Faktanya, pada tahun 1967, Dayan menetapkan status quo tanpa kewenangan pemerintah, katanya.

Sejak tahun 1967, undang-undang, tindakan pengadilan, dan pernyataan pemerintah Israel menciptakan kerangka kerja untuk status quo ini.

Meskipun tidak ada hukum Israel yang melarang orang Yahudi untuk salat di Al-Aqsa, Mahkamah Agung Israel memutuskan bahwa larangan tersebut dibenarkan untuk menjaga perdamaian, jelas Berkovits.

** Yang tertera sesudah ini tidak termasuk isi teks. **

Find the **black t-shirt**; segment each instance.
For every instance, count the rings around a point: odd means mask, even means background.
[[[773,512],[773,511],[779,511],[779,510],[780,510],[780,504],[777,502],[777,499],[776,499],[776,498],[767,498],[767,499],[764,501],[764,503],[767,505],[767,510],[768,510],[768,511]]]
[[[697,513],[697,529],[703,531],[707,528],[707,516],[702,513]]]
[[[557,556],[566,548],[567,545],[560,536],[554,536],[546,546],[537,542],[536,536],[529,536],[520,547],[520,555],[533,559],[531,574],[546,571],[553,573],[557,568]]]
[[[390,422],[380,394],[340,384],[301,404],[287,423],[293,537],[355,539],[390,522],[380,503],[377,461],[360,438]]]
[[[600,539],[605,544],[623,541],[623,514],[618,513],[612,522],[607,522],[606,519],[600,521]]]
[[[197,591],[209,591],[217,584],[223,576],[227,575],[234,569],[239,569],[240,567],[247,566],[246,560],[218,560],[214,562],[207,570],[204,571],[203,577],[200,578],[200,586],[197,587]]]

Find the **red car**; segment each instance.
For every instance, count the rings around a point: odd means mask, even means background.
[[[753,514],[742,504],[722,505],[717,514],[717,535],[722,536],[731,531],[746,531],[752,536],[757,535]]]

Bagi banyak orang Israel, hal ini pun dianggap “murah hati”, mengingat kemenangan mereka dalam perang tahun 1967.

Perubahan pada status quo

Antara tahun 1967 dan 2000, non-Muslim dapat membeli tiket dari Wakaf untuk mengunjungi Al-Aqsa sebagai wisatawan.

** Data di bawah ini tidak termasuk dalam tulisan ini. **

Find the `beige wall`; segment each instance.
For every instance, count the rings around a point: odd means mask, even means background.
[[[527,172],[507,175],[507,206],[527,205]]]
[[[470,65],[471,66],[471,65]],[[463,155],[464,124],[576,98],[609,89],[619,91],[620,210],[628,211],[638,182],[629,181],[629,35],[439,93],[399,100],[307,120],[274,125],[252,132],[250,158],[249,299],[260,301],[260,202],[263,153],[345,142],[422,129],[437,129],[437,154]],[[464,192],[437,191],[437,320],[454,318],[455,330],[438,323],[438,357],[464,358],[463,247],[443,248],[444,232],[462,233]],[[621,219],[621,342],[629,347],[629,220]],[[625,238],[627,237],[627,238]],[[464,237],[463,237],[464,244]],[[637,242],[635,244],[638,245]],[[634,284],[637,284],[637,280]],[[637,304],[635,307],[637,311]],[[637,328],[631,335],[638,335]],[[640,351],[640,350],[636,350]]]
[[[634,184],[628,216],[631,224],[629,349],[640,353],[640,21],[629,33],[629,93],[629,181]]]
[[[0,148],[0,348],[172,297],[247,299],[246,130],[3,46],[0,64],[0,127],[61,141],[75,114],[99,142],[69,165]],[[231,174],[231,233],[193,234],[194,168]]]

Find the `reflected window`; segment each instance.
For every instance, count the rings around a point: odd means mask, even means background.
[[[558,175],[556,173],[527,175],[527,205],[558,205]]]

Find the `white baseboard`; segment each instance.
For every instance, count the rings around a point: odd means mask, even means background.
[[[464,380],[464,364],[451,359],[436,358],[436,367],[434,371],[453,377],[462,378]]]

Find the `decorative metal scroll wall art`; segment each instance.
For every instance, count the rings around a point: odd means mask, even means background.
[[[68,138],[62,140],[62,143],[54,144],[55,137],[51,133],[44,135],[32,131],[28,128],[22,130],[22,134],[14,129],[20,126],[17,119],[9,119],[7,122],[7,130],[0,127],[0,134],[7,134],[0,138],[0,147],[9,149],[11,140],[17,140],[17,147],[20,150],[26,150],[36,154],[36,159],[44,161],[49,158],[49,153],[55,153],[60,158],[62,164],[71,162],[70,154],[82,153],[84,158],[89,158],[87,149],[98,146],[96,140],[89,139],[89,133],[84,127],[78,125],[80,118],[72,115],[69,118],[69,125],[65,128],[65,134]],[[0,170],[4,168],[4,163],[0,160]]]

Namun, setelah Intifadhah (pemberontakan) kedua Palestina pecah pada tahun 2000, setelah kunjungan kontroversial mantan Perdana Menteri Israel Ariel Sharon ke Al-Aqsa, Wakaf menutup situs tersebut untuk pengunjung.

Situs ini tetap ditutup untuk pengunjung hingga tahun 2003, ketika Israel memaksa Wakaf untuk menyetujui masuknya non-Muslim.

Sejak itu, pengunjung non-Muslim dibatasi oleh polisi Israel pada jam dan hari tertentu.

Menurut Hasson, Wakaf tidak mengakui pengunjung tersebut, dan menganggap mereka “penyusup”.

Pasukan keamanan Israel memindahkan jemaah Muslim Palestina yang duduk di halaman kompleks masjid Al-Aqsa di Yerusalem, pada 5 April 2023 dini hari selama bulan suci Ramadhan. (AFP/AHMAD GHARABLI)

Baca juga: Israel Desak Sekjen PBB Mundur Imbas Komentar soal Hamas

Pada tahun 2015, perjanjian empat arah antara Israel, Palestina, Yordania dan Amerika Serikat menegaskan kembali status quo tahun 1967.

Sebagai bagian dari perjanjian tersebut, pemimpin Israel Benjamin Netanyahu menegaskan kembali komitmen negaranya terhadap status quo.

Meskipun status quo versi tahun 1967 masih hanya sekedar basa-basi hingga saat ini, Zabarqa mengatakan: “Ini adalah upaya untuk menyesatkan opini publik internasional.”

Sejak tahun 2017, orang-orang Yahudi diam-diam diizinkan untuk beribadah di kompleks tersebut, menurut Eran Tzidkiyahu, dari Universitas Ibrani Yerusalem dan Forum Pemikiran Regional.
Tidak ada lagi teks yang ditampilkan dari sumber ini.